For most people, the new year means a bit of champagne, a reason to celebrate, and resolutions about personal changes.  For Bill and Melinda Gates, the new year brings their annual letter and thoughts about global issues, world progress, and changes for billions of people.  And this new year included a bet: in their annual letter, the Gates' bet that “the lives of people in poor countries will improve faster in the next 15 years than at any other time in history.  And their lives will improve more than anyone else's.”  Gutsy?  You bet.  

Their ambitious goal is comprised of four pillars, one of which is cutting the number of children who die before age 5 in half… again.  Twenty five years ago, one in ten children failed to reach their fifth birthday.  Increased access to vaccines and to commodities like oral rehydration salts, zinc, and antibiotics children cut that rate in half: today, in 2015, about one in 20 children die before their fifth birthday.  And here's where the gutsy prediction starts: the Gates' are betting that by 2030 - just the next 15 years - that rate will be cut in half again, to one in forty. 

Now most people probably ask the simple question - how?  The initial halving of the mortality rates took 25 years.  How can we make the same progress in just 15?  While I won't claim the answer is simple or easy, I will claim that we have the solutions.  Access to vaccines continues to improve with more countries introducing vaccines against rotavirus and pneumococcal to prevent two of the leading infectious killers of children.  Oral rehydration salts, zinc, amoxicillin, and litany of other treatment interventions continue to make their way to health clinics, pharmacists, and when appropriate, to community health workers.  Importantly, improved sanitation is becoming more accessible to even the most poor and rural communities. 

And we can't forget newborns.  The vast majority of improvements in child health will come from reducing newborn deaths.

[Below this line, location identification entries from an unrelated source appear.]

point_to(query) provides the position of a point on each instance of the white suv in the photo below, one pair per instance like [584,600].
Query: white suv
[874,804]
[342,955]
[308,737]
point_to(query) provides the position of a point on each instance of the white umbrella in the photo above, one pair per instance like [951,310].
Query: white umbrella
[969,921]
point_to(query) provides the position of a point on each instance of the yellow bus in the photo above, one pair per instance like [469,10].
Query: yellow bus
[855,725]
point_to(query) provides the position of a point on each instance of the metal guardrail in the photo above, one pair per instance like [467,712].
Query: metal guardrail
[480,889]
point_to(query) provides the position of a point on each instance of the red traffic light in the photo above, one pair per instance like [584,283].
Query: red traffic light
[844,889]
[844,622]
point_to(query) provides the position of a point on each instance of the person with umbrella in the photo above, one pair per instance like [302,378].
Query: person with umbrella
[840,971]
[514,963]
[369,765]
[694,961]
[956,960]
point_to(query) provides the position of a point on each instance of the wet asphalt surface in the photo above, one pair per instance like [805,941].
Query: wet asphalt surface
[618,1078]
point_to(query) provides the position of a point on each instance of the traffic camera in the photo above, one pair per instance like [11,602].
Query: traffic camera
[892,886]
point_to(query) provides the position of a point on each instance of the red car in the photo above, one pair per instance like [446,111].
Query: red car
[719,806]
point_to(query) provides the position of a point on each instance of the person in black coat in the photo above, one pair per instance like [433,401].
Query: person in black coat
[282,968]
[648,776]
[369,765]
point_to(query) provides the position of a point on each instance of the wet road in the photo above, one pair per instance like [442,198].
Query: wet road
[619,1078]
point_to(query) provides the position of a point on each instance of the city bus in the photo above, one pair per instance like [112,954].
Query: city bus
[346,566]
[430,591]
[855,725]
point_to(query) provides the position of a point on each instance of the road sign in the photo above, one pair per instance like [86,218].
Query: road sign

Improved access to newborn commodities, including resuscitation devices and injectable antibiotics, as well as practices such as breastfeeding will continue to drive down the number of children who die within the first 28 days of life.

But here's the caveat: in order to accomplish the remarkable milestone set forth by the Gates', we have to reach the last mile.  We - government leaders, donors, the collective global health community - have to reach the most rural and remote.  We have to make sure the most far-flung health clinic has health commodities available and a trained health provider on staff.  We have the solutions, but we have to make them work.  To me, this is our true test.

I've often hoped that we're all working ourselves out of a job, collectively doing our individual parts to improve the lives of children.  And now, more than ever, I see that materializing.  Perhaps we won't all be out of jobs in 2030, but if the Gates' bet is right - and something tells me they don't gamble frivolously - we will all begin to see a world where children are thriving.  We certainly have our work cut out for us, but I, for one, can't wait until we hit this jackpot.